1.2.2 SSL Considerations

The Job Launcher can be configured to use SSL via the use of the certificate-file and certificate-key-file options above. When the Launcher is configured to use SSL, any node(s) connecting to the Launcher must ensure that the hostname configured in their address field matches the FQDN of the Common Name or Subject Alternate Name of the certificate that is presented by the Launcher. If the hostnames do not match exactly, SSL verification will fail, preventing connections to the Job Launcher.

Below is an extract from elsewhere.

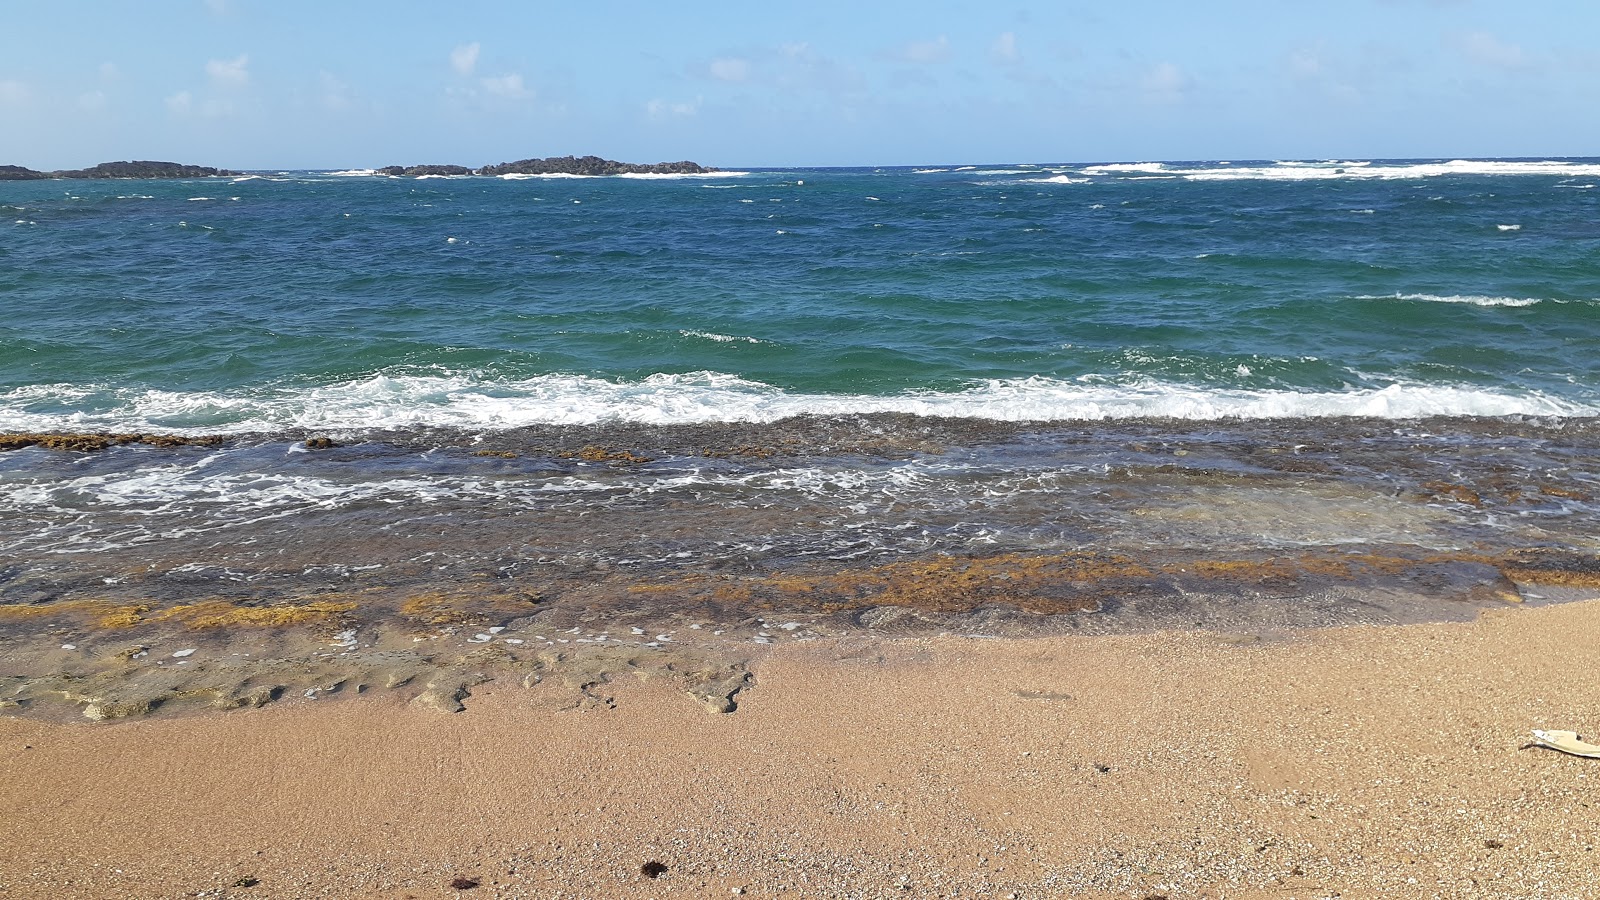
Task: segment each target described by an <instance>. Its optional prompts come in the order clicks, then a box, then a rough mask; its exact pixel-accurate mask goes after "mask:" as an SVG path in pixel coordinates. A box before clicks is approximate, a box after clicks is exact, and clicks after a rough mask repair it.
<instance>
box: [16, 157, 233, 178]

The certificate files must be readable by the server-user user account, and it is recommended that the permissions be very restrictive to prevent leaking of the private key. This can be accomplished by setting the permissions to 600 and changing the owner to the server-user account. For example, if the server-user is set to the default rstudio-server account:

/etc/rstudio/launcher.conf

certificate-file=/etc/rstudio/launcher.crt
certificate-key-file=/etc/rstudio/launcher.key
sudo chmod 0600 /etc/rstudio/launcher.crt
sudo chmod 0600 /etc/rstudio/launcher.key
sudo chown rstudio-server /etc/rstudio/launcher.crt
sudo chown rstudio-server /etc/rstudio/launcher.key

Additionally, both the Job Launcher root certificates need to be imported into the trusted root certificate store on the systems that are accessing those addresses. For example, RSP server nodes connecting to the Launcher need to have the Job Launcher root certificate installed in their trusted certificate store to ensure that certificate verification works correctly. The exact steps for importing a certificate into the trusted root store are operating system specific and outside of the scope of this document.

1.2.3 Job Launcher Plugin Configuration

Each specific cluster plugin can be additionally configured via its own configuration file, and some plugins (such as the Kubernetes plugin) require additional configuration. Documentation for all plugins created by RStudio can be found in the following sections.